All the library dependencies, including GTest, GBench, Intel oneTBB, FMT, and Thrust with CUB, will be automatically fetched.
You are expected to build this on an x86 machine with CUDA drivers installed.
cmake -B build_release -D CMAKE_BUILD_TYPE=Release # Generate the build files
cmake --build build_release --config Release -j # Build the project
build_release/reduce_bench # Run all benchmarks
build_release/reduce_bench --benchmark_filter="cuda" # Only CUDA-related
PARALLEL_REDUCTIONS_LENGTH=1024 build_release/reduce_bench # Set a different input size
Need a more fine-grained control to run only CUDA-based backends?
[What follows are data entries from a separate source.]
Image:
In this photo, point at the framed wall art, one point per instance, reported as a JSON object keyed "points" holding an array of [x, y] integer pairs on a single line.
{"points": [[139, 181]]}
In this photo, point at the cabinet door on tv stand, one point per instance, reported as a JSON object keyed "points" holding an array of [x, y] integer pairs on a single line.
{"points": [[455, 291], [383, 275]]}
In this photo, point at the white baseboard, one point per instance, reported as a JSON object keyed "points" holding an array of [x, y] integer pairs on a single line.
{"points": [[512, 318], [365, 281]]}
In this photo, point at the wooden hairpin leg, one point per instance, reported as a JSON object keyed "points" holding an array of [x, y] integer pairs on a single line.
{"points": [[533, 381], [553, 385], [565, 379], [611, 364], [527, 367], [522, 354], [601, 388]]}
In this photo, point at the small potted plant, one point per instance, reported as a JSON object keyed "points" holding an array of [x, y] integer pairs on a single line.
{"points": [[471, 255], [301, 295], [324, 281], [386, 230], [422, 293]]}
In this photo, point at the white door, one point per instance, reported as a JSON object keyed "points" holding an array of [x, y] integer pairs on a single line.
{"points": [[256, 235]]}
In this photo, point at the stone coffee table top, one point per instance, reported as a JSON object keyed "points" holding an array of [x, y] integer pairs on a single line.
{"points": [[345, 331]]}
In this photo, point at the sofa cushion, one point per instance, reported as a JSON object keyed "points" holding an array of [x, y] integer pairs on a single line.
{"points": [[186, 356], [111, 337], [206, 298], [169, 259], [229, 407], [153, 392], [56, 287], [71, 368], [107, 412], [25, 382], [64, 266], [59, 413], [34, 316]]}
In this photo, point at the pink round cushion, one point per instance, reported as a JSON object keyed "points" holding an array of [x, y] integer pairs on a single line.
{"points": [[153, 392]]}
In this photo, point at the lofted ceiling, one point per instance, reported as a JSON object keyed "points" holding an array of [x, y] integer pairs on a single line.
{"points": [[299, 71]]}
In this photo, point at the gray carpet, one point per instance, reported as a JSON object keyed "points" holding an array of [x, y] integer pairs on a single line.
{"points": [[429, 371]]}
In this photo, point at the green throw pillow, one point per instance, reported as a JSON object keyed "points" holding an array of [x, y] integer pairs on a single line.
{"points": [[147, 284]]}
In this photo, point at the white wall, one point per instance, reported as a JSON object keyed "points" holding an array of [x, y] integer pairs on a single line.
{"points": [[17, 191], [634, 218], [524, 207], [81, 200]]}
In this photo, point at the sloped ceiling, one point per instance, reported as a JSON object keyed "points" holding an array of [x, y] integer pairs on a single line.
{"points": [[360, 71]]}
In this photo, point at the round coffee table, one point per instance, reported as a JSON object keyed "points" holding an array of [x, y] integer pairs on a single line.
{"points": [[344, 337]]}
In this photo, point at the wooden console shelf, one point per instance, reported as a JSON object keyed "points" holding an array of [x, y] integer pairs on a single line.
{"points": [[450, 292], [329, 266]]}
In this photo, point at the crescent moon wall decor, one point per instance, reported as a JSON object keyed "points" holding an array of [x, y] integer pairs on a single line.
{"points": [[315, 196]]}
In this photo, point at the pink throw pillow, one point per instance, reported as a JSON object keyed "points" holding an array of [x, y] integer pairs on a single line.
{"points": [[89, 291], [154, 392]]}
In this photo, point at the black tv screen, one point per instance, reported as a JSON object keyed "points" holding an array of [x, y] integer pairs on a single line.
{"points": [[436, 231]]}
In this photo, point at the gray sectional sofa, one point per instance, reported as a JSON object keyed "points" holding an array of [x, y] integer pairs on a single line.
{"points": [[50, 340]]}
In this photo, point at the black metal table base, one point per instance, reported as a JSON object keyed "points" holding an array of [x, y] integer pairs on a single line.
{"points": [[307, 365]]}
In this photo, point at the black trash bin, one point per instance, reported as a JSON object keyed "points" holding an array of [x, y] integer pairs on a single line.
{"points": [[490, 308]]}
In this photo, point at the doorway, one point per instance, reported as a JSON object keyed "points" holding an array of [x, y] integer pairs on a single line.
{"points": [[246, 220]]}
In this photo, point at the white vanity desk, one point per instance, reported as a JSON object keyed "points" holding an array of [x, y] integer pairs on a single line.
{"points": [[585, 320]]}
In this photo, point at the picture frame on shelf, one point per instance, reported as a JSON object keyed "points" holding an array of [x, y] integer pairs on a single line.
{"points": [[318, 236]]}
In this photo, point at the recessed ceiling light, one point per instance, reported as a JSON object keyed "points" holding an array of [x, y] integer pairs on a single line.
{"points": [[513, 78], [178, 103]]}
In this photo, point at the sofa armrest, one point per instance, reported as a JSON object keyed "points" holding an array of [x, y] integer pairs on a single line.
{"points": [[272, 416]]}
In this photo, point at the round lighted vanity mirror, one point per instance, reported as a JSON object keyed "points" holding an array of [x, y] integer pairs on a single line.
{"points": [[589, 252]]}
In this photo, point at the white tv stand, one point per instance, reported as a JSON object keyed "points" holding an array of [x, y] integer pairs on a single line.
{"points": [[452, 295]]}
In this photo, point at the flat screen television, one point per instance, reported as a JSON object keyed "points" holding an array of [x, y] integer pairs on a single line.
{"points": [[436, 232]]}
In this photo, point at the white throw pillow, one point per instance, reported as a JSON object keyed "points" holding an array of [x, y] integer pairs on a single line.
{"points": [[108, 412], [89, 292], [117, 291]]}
cmake -D CMAKE_CUDA_COMPILER=nvcc -D CMAKE_C_COMPILER=gcc-12 -D CMAKE_CXX_COMPILER=g++-12 -B build_release
cmake --build build_release --config Release -j
build_release/reduce_bench --benchmark_filter=cuda
Need the opposite, to build & run only CPU-based backends on a CUDA-capable machine?
cmake -D USE_INTEL_TBB=1 -D USE_NVIDIA_CCCL=0 -B build_release
cmake --build build_release --config Release -j
build_release/reduce_bench --benchmark_filter=unrolled
Want to use the non-default Clang distribution on macOS?
OpenBLAS will be superseded by Apple's Accelerate.framework
, but LLVM and OpenMP should ideally be pulled from Homebrew:
brew install llvm libomp
cmake -B build_release \
-D CMAKE_CXX_COMPILER=$(brew --prefix llvm)/bin/clang++ \
-D OpenMP_ROOT=$(brew --prefix llvm) \
-D CMAKE_BUILD_RPATH=$(brew --prefix llvm)/lib \
-D CMAKE_INSTALL_RPATH=$(brew --prefix llvm)/lib
cmake --build build_release --config Release -j
build_release/reduce_bench
To debug or introspect, the procedure is similar:
cmake -D CMAKE_CUDA_COMPILER=nvcc -D CMAKE_C_COMPILER=gcc -D CMAKE_CXX_COMPILER=g++ -D CMAKE_BUILD_TYPE=Debug -B build_debug
cmake --build build_debug --config Debug
And then run your favorite debugger.
Optional backends:
- To enable Intel OpenCL on CPUs:
apt-get install intel-opencl-icd
. - To run on integrated Intel GPU, follow this guide.